TOKEN SECURITY — MUST READ!
This token is the full access key to your Twitter/X account.
- ❌ DO NOT share the token with anyone
- ❌ DO NOT hardcode the token directly in your Python file
- ❌ DO NOT commit/push files containing the token to GitHub
- ✅ Store the token in a
.envfile (see the guide in SECURITY.md) - ✅ If the token is leaked, immediately change your Twitter/X password
Usage
There are 3 ways to use Panen Tweet. Choose the one that best suits your needs.
Method 1: Command Line Interface (CLI) — Easiest for Beginners
After installation, simply run:
panen-tweet
The program will guide you interactively.
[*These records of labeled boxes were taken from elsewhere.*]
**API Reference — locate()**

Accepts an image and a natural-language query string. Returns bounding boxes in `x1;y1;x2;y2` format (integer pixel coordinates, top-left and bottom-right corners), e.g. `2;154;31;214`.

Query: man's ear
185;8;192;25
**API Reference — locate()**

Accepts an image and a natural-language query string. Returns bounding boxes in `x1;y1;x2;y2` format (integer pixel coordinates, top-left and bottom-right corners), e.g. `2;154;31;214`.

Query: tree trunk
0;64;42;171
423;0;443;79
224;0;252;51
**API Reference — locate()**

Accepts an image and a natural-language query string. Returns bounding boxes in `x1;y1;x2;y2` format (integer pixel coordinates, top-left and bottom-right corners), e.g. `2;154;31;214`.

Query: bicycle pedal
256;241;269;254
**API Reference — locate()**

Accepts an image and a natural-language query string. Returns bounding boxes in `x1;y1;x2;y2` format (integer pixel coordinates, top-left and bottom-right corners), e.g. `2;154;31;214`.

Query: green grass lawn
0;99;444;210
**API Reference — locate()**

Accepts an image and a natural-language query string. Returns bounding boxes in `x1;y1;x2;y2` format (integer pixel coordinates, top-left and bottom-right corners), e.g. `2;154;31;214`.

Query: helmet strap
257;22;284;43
You will be asked to enter:
| No. | Question | Example Input |
|---|---|---|
| 1 | Auth token | (paste token from browser) |
| 2 | Search keyword/topic | jakarta flood |
| 3 | Max tweets per session | 100 |
| 4 | Start date | 2024-01-01 |
| 5 | End date | 2024-01-07 |
| 6 | Interval days per session | 1 (1 = per day) |
| 7 | Language code | id (Indonesian), en (English), or leave blank for all |
| 8 | Tweet type | 1 (Top) or 2 (Latest) |
Example terminal output:
TWITTER/X SCRAPER - PANEN TWEET
================================
Enter your auth_token: <paste_token_here>
1. Enter search keyword/topic: jakarta flood
2. How many MAXIMUM tweets to scrape PER SESSION? 100
3. Enter overall START DATE (YYYY-MM-DD): 2024-01-01
4. Enter overall END DATE (YYYY-MM-DD): 2024-01-07
5. How many interval days per session? (1 = per day): 1
6. Enter language code (id / en / ja / etc, or leave blank): en
7. Select tweet type (1 for Top, 2 for Latest): 2
The scraped results will be automatically saved to a CSV file, example:
tweets_jakartaflood_latest_20240101-20240107.csv
Method 2: As a Python Library
Suitable if you want to integrate it into your own notebook or script.
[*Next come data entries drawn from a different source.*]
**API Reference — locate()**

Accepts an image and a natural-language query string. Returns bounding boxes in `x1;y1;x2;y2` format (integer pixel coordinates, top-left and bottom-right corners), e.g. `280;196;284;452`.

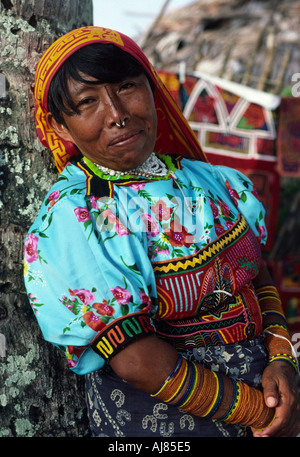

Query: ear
46;113;74;143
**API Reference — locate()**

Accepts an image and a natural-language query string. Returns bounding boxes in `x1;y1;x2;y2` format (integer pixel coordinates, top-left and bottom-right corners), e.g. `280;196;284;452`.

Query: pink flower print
130;182;146;190
139;290;151;305
102;209;117;224
209;200;219;219
93;300;115;317
151;200;173;221
218;200;230;218
90;195;98;209
74;206;91;222
141;213;159;236
110;286;131;305
24;233;39;263
48;190;60;202
83;311;106;332
225;179;240;206
116;222;129;236
257;225;266;240
69;289;95;305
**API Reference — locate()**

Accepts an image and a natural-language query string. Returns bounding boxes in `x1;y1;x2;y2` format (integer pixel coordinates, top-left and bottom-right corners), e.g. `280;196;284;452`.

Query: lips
109;129;142;146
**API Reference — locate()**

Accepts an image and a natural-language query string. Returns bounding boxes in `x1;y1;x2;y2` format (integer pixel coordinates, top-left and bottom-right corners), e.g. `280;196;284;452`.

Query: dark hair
47;43;154;125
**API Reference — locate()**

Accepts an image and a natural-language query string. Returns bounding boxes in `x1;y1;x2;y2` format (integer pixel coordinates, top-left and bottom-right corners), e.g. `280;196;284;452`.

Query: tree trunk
0;0;92;437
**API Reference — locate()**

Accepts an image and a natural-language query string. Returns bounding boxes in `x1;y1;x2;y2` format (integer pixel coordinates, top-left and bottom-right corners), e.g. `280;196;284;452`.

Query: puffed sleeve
215;166;267;245
24;193;156;374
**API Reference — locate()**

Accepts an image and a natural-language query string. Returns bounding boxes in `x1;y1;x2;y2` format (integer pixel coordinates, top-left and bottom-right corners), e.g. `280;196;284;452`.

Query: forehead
67;74;150;97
from panen_tweet import TwitterScraper
import datetime
import os
# ✅ Safe way: read token from environment variable
# Run this in terminal first: export TWITTER_AUTH_TOKEN="yourtoken"
auth_token = os.getenv('TWITTER_AUTH_TOKEN')
if not auth_token:
raise ValueError("Token is not set! See SECURITY.md for instructions.")
# Initialize scraper
scraper = TwitterScraper(
auth_token=auth_token,
scroll_pause_time=5, # Pause between scrolls (seconds) - increase if connection is slow
headless=True # True = without browser GUI | False = show browser
)
# Run scraping
df = scraper.scrape_with_date_range(
keyword="jakarta flood",
target_per_session=100,
start_date=datetime.datetime(2024, 1, 1),
end_date=datetime.datetime(2024, 1, 7),
interval_days=1,
lang=None, # Use language code like 'en' or 'id', or None for all languages
search_type='latest' # 'top' or 'latest'
)
# Save to CSV
if df is not None:
scraper.save_to_csv(df, "scraping_results.csv")
print(f"✅ Successfully scraped {len(df)} tweets!")
print(df.head())
else:
print("❌ No data was successfully scraped.")
Method 3: Using a .env File for Token Security
This method is the safest to store the token without the risk of uploading it to GitHub.
Step 1 — Install python-dotenv:
pip install python-dotenv
Step 2 — Create a .env file in your project folder:
TWITTER_AUTH_TOKEN=your_token_here
Step 3 — Load it in your Python code:
from dotenv import load_dotenv
import os
load_dotenv() # Read the .env file
auth_token = os.getenv('TWITTER_AUTH_TOKEN')
The
.envfile is automatically included in.gitignore, so it will not be uploaded to GitHub.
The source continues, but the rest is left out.